Start Here
This page is the recommended entry point for anyone picking up the project. It covers the runtime environment, the project layout, the order in which notebooks should run, and the convention used for output filenames.
Environment
The notebooks are written for the ESRI ArcGIS Pro Python environment. ArcPy is required and is used for spatial operations and therefore, an ArcGIS Pro license is therefore required.
The download notebook also uses the GDAL command-line tool gdal_translate (called by nc_to_geotiff_and_delete in src/download_input_layers.py) to convert PacIOOS NetCDF files to GeoTIFF. GDAL must be on the system PATH.
Python packages used across the notebooks: geopandas, pandas, numpy, requests, pyyaml, arcpy, osgeo (GDAL bindings, optional in some environments). The runtime in development was Python 3.11 inside the ESRI conda environment matrix_env.
Project layout
HiOSDS-TechSuitabilityAnalysis/
├── notebooks/
│ ├── 00_download_input_layers.ipynb
│ ├── 01_prepare_input_layers.ipynb
│ ├── 02_built_mpat.ipynb
│ ├── 03_screen_techs.ipynb
│ └── 04_results_viz.ipynb
├── src/ # Helper functions for notebooks
│ ├── download_input_layers.py
│ ├── prepare_input_layers.py
│ ├── build_mpat.py
│ ├── screen_techs.py
│ ├── export_config.py
│ └── validate_mpat.py
├── config/ # Screening thresholds, criteria and endpoint rules
│ └── baseline/
│ ├── criteria.yaml
│ ├── endpoint_rules.yaml
│ └── thresholds.yaml
├── data/
│ ├── 01_inputs/
│ │ ├── source/ # output of notebook 00
│ │ └── prepared/ # output of notebook 01 (also holds the HCPT_Matrix_v6.1.xlsx)
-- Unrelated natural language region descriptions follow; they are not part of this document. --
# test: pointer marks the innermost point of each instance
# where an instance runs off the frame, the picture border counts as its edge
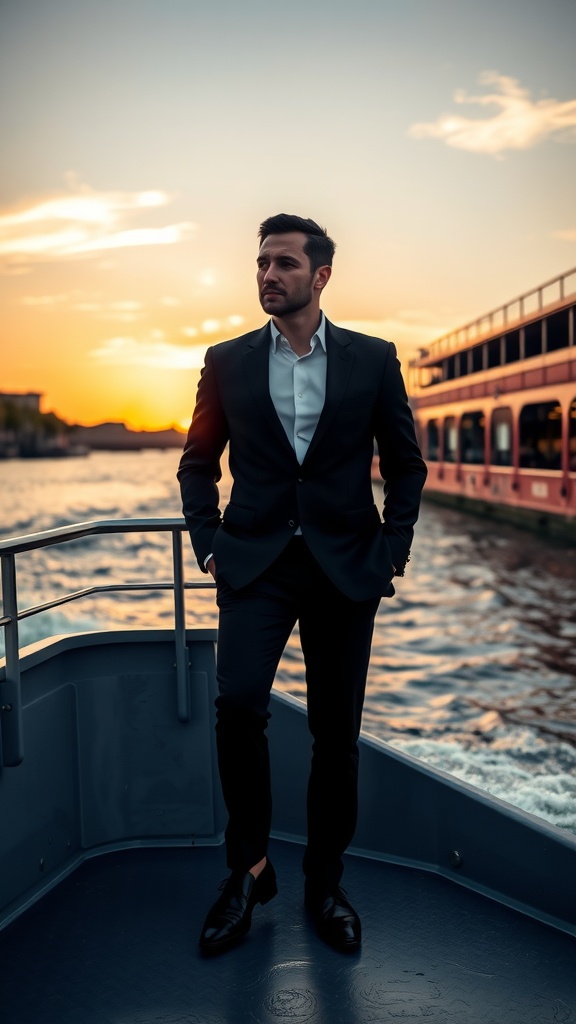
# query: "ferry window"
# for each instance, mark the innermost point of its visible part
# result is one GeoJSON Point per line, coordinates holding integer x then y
{"type": "Point", "coordinates": [471, 437]}
{"type": "Point", "coordinates": [501, 437]}
{"type": "Point", "coordinates": [511, 346]}
{"type": "Point", "coordinates": [558, 331]}
{"type": "Point", "coordinates": [494, 357]}
{"type": "Point", "coordinates": [533, 339]}
{"type": "Point", "coordinates": [433, 440]}
{"type": "Point", "coordinates": [572, 441]}
{"type": "Point", "coordinates": [478, 358]}
{"type": "Point", "coordinates": [449, 369]}
{"type": "Point", "coordinates": [540, 435]}
{"type": "Point", "coordinates": [450, 438]}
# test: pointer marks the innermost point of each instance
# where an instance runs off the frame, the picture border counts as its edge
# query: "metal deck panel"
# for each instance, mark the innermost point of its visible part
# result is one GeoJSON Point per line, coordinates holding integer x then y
{"type": "Point", "coordinates": [116, 943]}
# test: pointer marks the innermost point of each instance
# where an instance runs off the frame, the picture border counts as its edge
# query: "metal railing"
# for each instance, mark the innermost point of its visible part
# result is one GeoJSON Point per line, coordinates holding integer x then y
{"type": "Point", "coordinates": [10, 691]}
{"type": "Point", "coordinates": [501, 317]}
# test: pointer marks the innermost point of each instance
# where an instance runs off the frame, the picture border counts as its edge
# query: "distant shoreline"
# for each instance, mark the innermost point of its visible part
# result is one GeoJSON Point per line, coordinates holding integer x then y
{"type": "Point", "coordinates": [79, 440]}
{"type": "Point", "coordinates": [119, 437]}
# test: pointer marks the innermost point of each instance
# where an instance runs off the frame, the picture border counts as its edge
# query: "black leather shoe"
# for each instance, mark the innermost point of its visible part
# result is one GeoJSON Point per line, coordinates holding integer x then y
{"type": "Point", "coordinates": [336, 922]}
{"type": "Point", "coordinates": [231, 916]}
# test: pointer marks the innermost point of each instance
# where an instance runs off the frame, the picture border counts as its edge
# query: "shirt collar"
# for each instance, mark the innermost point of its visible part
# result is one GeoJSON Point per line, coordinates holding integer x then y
{"type": "Point", "coordinates": [320, 333]}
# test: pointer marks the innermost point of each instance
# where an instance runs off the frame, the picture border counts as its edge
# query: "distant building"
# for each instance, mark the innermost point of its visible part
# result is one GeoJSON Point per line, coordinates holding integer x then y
{"type": "Point", "coordinates": [27, 399]}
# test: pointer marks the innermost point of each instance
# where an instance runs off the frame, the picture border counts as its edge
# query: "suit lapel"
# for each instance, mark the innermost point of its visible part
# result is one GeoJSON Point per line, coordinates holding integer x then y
{"type": "Point", "coordinates": [339, 363]}
{"type": "Point", "coordinates": [340, 360]}
{"type": "Point", "coordinates": [256, 368]}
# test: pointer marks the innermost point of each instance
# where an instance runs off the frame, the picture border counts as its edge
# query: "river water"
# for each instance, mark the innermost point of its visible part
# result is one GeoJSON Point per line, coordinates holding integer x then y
{"type": "Point", "coordinates": [474, 662]}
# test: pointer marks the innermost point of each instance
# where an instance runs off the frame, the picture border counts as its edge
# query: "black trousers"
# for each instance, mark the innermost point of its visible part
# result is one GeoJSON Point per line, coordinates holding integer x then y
{"type": "Point", "coordinates": [255, 623]}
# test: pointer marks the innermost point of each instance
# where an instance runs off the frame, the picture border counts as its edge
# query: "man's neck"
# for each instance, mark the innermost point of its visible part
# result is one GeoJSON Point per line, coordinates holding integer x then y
{"type": "Point", "coordinates": [298, 329]}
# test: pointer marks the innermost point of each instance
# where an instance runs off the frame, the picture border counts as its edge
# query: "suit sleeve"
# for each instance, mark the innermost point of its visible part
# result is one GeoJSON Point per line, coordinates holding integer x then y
{"type": "Point", "coordinates": [401, 463]}
{"type": "Point", "coordinates": [199, 470]}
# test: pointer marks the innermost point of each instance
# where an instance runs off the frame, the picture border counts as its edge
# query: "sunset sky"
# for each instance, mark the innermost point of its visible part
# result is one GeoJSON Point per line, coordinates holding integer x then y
{"type": "Point", "coordinates": [145, 140]}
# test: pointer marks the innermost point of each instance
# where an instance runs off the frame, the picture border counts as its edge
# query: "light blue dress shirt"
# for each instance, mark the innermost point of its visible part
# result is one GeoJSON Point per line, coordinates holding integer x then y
{"type": "Point", "coordinates": [297, 386]}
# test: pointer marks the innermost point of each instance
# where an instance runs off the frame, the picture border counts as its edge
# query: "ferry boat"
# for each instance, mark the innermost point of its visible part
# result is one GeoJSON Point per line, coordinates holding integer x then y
{"type": "Point", "coordinates": [495, 409]}
{"type": "Point", "coordinates": [111, 829]}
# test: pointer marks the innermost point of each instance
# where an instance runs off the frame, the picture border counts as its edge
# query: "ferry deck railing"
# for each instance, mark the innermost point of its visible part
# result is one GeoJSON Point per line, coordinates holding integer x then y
{"type": "Point", "coordinates": [10, 690]}
{"type": "Point", "coordinates": [532, 302]}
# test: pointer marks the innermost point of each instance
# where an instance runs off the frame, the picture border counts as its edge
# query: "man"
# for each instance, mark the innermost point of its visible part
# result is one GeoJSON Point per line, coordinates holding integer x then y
{"type": "Point", "coordinates": [301, 403]}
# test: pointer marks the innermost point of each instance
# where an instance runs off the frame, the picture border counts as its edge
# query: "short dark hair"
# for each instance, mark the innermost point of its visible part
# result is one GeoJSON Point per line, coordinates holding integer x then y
{"type": "Point", "coordinates": [318, 247]}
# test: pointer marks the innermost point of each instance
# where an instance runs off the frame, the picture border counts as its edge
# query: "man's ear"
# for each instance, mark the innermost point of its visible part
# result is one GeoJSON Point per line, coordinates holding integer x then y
{"type": "Point", "coordinates": [322, 276]}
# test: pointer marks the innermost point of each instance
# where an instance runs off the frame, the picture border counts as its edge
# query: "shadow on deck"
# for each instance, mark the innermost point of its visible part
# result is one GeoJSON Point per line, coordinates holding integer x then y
{"type": "Point", "coordinates": [116, 943]}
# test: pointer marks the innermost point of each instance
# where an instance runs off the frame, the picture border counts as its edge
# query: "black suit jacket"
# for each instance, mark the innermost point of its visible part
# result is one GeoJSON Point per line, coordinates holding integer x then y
{"type": "Point", "coordinates": [330, 495]}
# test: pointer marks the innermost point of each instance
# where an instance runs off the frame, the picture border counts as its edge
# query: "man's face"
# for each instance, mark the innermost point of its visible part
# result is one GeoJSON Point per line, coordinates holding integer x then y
{"type": "Point", "coordinates": [286, 283]}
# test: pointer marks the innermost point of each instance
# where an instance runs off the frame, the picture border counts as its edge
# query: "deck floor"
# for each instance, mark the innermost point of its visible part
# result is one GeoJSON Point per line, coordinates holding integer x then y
{"type": "Point", "coordinates": [116, 943]}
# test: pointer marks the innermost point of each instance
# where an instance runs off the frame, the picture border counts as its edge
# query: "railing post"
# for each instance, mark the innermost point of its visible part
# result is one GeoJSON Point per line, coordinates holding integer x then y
{"type": "Point", "coordinates": [10, 696]}
{"type": "Point", "coordinates": [182, 656]}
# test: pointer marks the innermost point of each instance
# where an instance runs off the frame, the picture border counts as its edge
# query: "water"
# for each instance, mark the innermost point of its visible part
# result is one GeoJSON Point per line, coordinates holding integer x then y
{"type": "Point", "coordinates": [474, 662]}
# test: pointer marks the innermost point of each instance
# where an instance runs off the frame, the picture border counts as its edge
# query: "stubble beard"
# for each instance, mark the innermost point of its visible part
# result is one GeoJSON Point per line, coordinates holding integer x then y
{"type": "Point", "coordinates": [284, 305]}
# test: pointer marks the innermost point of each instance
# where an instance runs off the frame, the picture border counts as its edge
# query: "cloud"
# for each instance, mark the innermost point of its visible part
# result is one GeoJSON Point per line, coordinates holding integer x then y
{"type": "Point", "coordinates": [151, 353]}
{"type": "Point", "coordinates": [124, 309]}
{"type": "Point", "coordinates": [154, 351]}
{"type": "Point", "coordinates": [519, 124]}
{"type": "Point", "coordinates": [74, 225]}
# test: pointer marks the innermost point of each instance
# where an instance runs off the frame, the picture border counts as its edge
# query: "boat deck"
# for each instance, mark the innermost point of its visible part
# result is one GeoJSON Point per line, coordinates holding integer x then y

│ ├── 02_interim/ # tempspace for ArcPy intermediate files
│ └── 03_processed/
│ ├── mpat/ # output of notebook 02
│ ├── tech_screening/ # output of notebook 03
│ └── 20260428_parcel_analysis_points.gpkg # output of notebook 02
├── assets/
│ └── img/
│ └── parcel_analysis_point_placement_logic.svg
└── documentation/
└── project_wrapup/ # Quarto site
The data/ tree is excluded from version control because the source layers and intermediate rasters are too large for GitHub. Source data lives in the project’s shared Google Drive. Notebooks, helper functions, and configuration files are tracked in the GitHub repository.
Run order
The four key endpoint notebooks run in numerical order. Each writes its outputs to a stage in data/ that the next notebook reads.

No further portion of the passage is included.